The ACCC alleged that, between 2002 and 2006, the respondents entered into contracts with four power stations located in South East Queensland containing provisions requiring the power stations to supply a minimum amount of unprocessed flyash to Cement Australia.  The ACCC contended that Cement Australia had no use for the flyash, and that the provisions entitled Cement Australia to acquire all of the unprocessed cement grade flyash in the South East Queensland region thus making it less likely for the power stations to supply flyash to competitors of Cement Australia.  Essentially, the ACCC’s allegations of misuse of market power were that Cement Australia was engaging in predatory buying.
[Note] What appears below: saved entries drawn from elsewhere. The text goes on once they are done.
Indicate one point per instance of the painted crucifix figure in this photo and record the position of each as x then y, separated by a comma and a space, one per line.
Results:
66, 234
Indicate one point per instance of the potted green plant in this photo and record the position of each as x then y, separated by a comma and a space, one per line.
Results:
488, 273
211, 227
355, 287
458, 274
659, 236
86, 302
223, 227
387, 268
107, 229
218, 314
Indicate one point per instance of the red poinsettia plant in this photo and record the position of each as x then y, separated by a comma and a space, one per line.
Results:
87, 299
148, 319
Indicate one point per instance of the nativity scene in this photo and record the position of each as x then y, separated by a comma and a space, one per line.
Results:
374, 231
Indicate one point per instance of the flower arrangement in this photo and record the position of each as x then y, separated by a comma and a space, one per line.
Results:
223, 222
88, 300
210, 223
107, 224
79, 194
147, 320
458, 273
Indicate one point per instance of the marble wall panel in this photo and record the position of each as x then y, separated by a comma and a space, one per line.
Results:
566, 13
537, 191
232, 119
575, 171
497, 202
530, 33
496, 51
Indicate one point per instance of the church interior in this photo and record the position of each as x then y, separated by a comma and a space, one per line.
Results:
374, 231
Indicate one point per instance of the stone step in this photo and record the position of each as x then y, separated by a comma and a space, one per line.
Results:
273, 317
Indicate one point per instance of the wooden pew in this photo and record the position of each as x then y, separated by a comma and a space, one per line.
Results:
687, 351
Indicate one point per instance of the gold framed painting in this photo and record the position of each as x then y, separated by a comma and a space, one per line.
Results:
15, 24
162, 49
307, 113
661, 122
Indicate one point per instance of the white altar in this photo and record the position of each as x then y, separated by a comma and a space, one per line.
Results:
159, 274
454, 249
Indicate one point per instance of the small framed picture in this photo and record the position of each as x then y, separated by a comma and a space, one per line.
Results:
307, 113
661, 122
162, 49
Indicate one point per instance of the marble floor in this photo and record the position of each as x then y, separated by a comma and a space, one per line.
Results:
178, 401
The case amounts to both a win and a loss for the ACCC.  A win in that it demonstrates the ACCC’s effectiveness in pursuing litigation where it considers that there is a “competition problem”.  This is a key plank of the ACCC, under Chair Rod Sims, pursuing what may be considered more higher risk cases.  However, it is a loss in that the ACCC has again failed to prove its case against an entity alleged to be misusing its market power – an area of significant focus of the ACCC and one of the ACCC’s drivers in its investigations into the conduct of the major supermarket chains vis-a-vis their suppliers. 

Query whether this setback in prosecuting misuse of market power will lead to a push to further change this provision in the Government’s upcoming root and branch review of the Competition and Consumer Act.

The full judgment is yet to be publicly released, to allow the parties an opportunity to review the 930 page judgment and make any claim for confidentiality.